The music has four phrases in AABA form with only a few bass notes changing in the A phrases. The contrasting B phrase moves up about a fourth above the A phrases, but never rises above a comfortable mid-range. The mix of parallel and contrasting motion between the movement of the soprano and bass lines results in a strong polarity between those two voices, with the alto and tenor merely filling in the harmonies. Indeed, the tenor voice, with the exception of two D pitches, never sings anything other than F and G pitches in all three A phrases.
Words
Troeger's text suggests that our lens for seeing and our filter for understanding life should be the biblical promise and the great hope of the church that "Christ will come again."
Stanza one says to understand the present, even when it is dark and getting worse, through the promise that Christ will return and we should hold onto that hope. It contains the magnificent challenge, "Lift the world above its grieving through your watching and believing in the hope past hope's conceiving: Christ will come again."
Stanza two suggests that we can understand the present and shape our daily lives through the promise of Christ's return. Such an understanding will result in lives and actions that are loving, giving, just, and forgiving.
Stanza three moves on to say that allowing this promise to shape our present living will move us to achieving a future world and existence that will embody Christ's return.
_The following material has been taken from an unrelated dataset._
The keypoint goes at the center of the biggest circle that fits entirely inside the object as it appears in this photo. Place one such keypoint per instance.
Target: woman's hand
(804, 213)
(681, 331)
It is entirely fitting to match this positive, hopeful and promise-filled text with the meditative, thoughtful, and contemplative music of AR HYD Y NOS rather than a more militant and triumphal tune.
Sources
- AR HYD Y NOS
- Homiletics Online -- Interview with Thomas Troeger
- Thomas Troeger Biography, Yale University Website
- Young, Carlton. Companion to The United Methodist Hymnal Nashville: Abingdon Press, 1993.